Lifeforce tries to take on too much, as a piece of British Sci-Fi action/drama. The plot becomes unneccesarily confused in its attempts to create a dynamic and varied experience for the viewer. The only redeeming feature is the relatively unknown actress Mathilda May, who plays a naked space vampire (yes, the plot is on that kind of level). What the film obviously lacks in a coherent script, she almost makes up for with an amazing figure (esp. her breasts). That may keep us guys watching, for a while.

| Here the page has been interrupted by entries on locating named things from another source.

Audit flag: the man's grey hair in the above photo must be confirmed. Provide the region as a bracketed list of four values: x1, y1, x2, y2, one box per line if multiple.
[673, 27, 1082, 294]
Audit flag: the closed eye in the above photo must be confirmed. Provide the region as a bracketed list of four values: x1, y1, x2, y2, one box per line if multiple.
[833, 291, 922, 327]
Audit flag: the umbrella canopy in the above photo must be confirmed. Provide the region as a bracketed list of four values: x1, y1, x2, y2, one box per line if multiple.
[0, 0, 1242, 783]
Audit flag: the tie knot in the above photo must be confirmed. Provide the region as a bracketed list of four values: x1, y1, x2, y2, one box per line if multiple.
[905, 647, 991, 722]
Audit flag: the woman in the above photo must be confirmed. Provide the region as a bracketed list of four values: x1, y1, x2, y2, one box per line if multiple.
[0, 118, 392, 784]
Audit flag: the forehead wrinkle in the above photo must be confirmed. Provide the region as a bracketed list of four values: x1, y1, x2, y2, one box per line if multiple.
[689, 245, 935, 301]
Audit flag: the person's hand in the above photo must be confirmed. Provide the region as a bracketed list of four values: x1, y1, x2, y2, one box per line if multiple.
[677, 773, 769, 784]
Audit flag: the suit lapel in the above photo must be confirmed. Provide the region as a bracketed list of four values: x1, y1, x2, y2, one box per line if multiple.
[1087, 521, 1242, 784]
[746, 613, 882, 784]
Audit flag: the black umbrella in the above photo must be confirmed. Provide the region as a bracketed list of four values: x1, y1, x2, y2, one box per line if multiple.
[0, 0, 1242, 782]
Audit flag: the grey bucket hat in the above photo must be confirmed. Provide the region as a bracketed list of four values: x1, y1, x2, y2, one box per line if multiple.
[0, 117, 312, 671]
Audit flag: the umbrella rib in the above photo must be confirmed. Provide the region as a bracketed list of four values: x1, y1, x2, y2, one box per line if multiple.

But at 151 minutes, this film seemed just a bit too long, for something that was muddled from the start.

Premise: astronauts discover dormant alien vampires in a spaceship, hidden in Haley's Comet. The lead female vampire uses her mental powers & obvious physical charms to control the male psyche, thereby hitchning a lift back to earth in order to lure unsuspecting victims to their death. This is done when Mathilda May drains the lifeforce out of various unsuspecting men, during a few soft-porn moments.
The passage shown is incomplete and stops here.